- Classification: Division I
- Season: 1998–99
- Teams: 12
- Site: Georgia Dome Atlanta, Georgia (USA)
- Champions: Kentucky (23rd title)
- Winning coach: Tubby Smith (2nd title)
- MVP: Scott Padgett (Kentucky)
- Attendance: 172,027
- Television: Jefferson Pilot Sports (1st Round, Quarterfinals, Semifinals) CBS (Championship game)

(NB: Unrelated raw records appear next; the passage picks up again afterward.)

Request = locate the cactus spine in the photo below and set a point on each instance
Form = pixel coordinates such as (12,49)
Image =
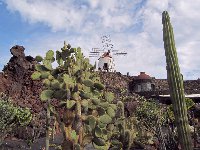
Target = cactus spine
(87,110)
(175,82)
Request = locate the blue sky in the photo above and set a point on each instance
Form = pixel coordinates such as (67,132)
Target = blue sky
(133,25)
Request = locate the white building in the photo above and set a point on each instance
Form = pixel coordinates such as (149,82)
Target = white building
(106,63)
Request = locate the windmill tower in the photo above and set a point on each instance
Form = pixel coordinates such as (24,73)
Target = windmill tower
(106,55)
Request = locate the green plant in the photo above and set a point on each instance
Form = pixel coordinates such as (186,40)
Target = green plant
(12,116)
(175,82)
(87,110)
(123,131)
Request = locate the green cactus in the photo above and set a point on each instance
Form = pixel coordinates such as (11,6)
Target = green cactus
(36,75)
(88,110)
(175,82)
(46,94)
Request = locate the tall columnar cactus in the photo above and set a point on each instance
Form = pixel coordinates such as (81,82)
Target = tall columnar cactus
(88,111)
(175,82)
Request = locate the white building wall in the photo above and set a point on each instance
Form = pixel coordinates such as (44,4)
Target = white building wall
(107,60)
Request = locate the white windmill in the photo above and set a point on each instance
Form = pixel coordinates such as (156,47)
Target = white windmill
(104,55)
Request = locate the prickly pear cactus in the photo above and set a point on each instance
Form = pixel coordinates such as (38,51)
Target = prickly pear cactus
(88,111)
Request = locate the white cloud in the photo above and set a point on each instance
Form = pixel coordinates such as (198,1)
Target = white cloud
(134,26)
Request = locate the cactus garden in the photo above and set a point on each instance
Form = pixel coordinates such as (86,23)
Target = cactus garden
(61,102)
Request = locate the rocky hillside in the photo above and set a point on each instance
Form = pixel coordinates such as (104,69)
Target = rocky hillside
(15,81)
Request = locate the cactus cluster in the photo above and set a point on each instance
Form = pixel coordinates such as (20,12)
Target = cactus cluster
(175,82)
(88,110)
(121,136)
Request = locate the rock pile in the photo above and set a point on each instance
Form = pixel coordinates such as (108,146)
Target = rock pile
(15,81)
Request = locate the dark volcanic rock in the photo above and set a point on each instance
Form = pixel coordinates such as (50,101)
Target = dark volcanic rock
(16,82)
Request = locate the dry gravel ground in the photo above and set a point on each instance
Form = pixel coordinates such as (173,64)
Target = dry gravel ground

= 1999 SEC men's basketball tournament =

The 1999 SEC Men’s Basketball Tournament took place from March 4–7, 1999 at the Georgia Dome in Atlanta, Georgia. The Kentucky Wildcats men's basketball team won the tournament and the SEC’s automatic bid to the 1999 NCAA Men’s Division I Basketball Tournament by defeating the Arkansas Razorbacks by a score of 76–63.

==Television coverage==
The first round, the quarterfinals, and the semifinals were regionally televised and syndicated by Jefferson Pilot Sports, in its 13th season in syndicating SEC Basketball games. The championship game was televised nationally on CBS.

==Tournament notes==
- This was Tubby Smith’s second SEC tournament title win as the head coach of the Kentucky Wildcats men’s basketball team.